Discovering distant stars that existed close to the beginning of the universe can unlock the secrets of our cosmic history. In a groundbreaking achievement, the Hubble Space Telescope recently spotted the most remote star to date. This star, affectionately named Earendel, emitted its light during the universe’s earliest billion years.
But determining the star’s distance is just the beginning. That’s where NASA’s James Webb Space Telescope comes into play. Webb’s initial observations of Earendel have already provided insights into the star’s characteristics and the galaxy that surrounds it. Further analysis of Webb’s spectroscopic observations could reveal information about its brightness, temperature, and composition.
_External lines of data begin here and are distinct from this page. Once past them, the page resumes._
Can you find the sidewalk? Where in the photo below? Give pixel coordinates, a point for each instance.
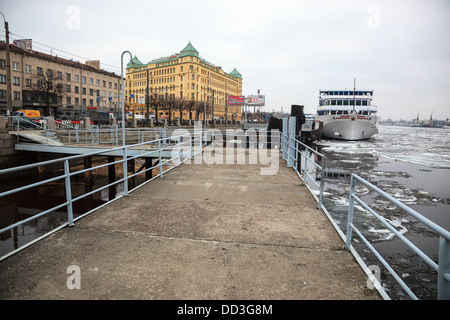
(201, 232)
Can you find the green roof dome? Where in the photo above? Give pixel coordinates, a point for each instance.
(135, 63)
(235, 73)
(189, 50)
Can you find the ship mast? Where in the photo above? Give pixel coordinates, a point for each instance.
(354, 93)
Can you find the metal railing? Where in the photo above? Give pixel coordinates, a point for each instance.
(171, 151)
(443, 267)
(307, 162)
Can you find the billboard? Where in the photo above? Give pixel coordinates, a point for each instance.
(255, 100)
(24, 44)
(236, 100)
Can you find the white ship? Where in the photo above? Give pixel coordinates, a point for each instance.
(347, 115)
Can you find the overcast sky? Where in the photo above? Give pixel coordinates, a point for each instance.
(288, 49)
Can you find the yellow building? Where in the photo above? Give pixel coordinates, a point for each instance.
(181, 84)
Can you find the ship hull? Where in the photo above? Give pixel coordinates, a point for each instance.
(349, 127)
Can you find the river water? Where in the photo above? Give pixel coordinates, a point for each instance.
(413, 165)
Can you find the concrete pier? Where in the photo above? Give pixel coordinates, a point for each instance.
(201, 232)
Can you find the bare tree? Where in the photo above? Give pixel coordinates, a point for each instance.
(52, 86)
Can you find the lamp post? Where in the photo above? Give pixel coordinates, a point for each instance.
(8, 70)
(122, 96)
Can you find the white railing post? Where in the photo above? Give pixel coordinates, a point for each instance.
(125, 172)
(68, 192)
(444, 269)
(351, 207)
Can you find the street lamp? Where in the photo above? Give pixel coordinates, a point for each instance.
(8, 70)
(122, 95)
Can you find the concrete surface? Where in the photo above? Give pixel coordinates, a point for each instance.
(201, 232)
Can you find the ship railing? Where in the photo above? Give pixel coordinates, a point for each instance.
(442, 268)
(170, 152)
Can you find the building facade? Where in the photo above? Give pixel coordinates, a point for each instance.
(181, 86)
(62, 88)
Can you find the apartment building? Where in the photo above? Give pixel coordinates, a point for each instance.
(56, 86)
(179, 85)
NASA’s James Webb Space Telescope has followed up on the Hubble Space Telescope’s observations of the farthest star ever detected in the early universe, just one billion years after the big bang. Webb’s NIRCam instrument has revealed that Earendel is a massive B-type star, more than twice as hot as our sun and a million times more luminous.
Earendel, located in the Sunrise Arc galaxy, is only detectable due to the combined power of human technology and gravitational lensing. Both Hubble and Webb were able to detect Earendel thanks to its fortuitous alignment behind the massive galaxy cluster WHL0137-08.
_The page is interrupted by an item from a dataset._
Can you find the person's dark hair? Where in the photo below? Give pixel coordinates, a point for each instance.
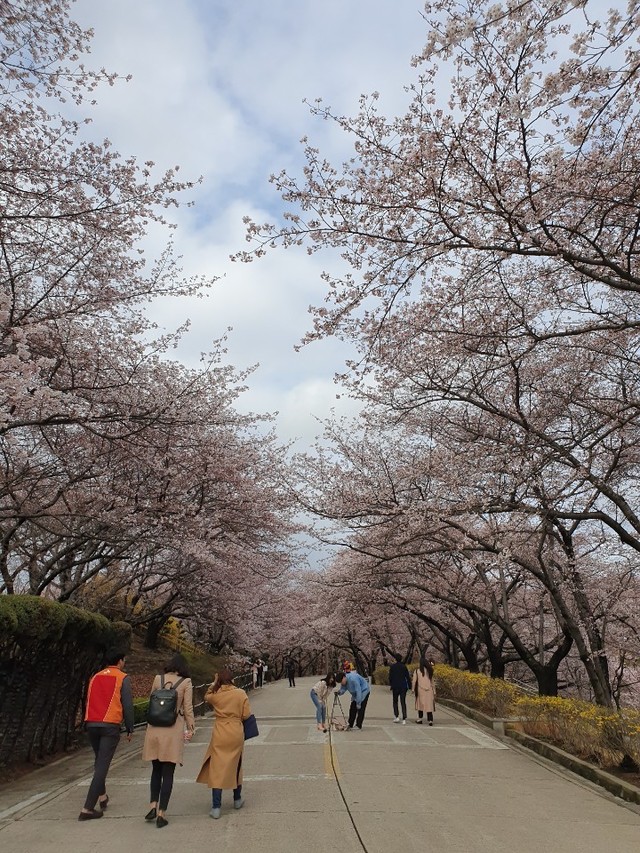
(114, 655)
(425, 667)
(177, 664)
(224, 677)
The immense mass of the galaxy cluster warps space itself, creating a magnifying effect that allows astronomers to study Earendel as if through a magnifying glass.
While other features in the galaxy appear multiple times due to gravitational lensing, Earendel appears as a single point of light even in Webb’s high-resolution infrared imaging. Astronomers have determined that Earendel is magnified by a factor of at least 4,000, making it the most distant star ever detected, observed just one billion years after the big bang.
The previous record-holder for the most distant star was observed around four billion years after the big bang. Another star, nicknamed Quyllur, was recently identified by Webb, observed three billion years after the big bang.
Stars as massive as Earendel often have companions. Although astronomers did not expect Webb to reveal any companions, they believe they have detected hints of a cooler, redder companion star based on Earendel’s colors. This light has been stretched by the expansion of the universe, making it detectable only with Webb.
Webb’s NIRCam has also provided fascinating details about the Sunrise Arc, the most highly magnified galaxy ever detected in the universe’s first billion years. It contains both young star-forming regions and older star clusters as small as 10 light-years across. The gravitational lensing distorts these features on either side of Earendel.
Astronomers are currently analyzing data from Webb’s NIRSpec instrument to obtain precise composition and distance measurements for the Sunrise Arc galaxy and Earendel.
Since Hubble’s discovery of Earendel, Webb has detected other very distant stars using similar techniques, although none as far as Earendel. These discoveries have opened up a new frontier in stellar physics and provided scientists with new subjects to study in the early universe.
The research team is cautiously optimistic that this could be a step towards eventually detecting one of the very first generation of stars, composed solely of the raw ingredients of the universe—hydrogen and helium.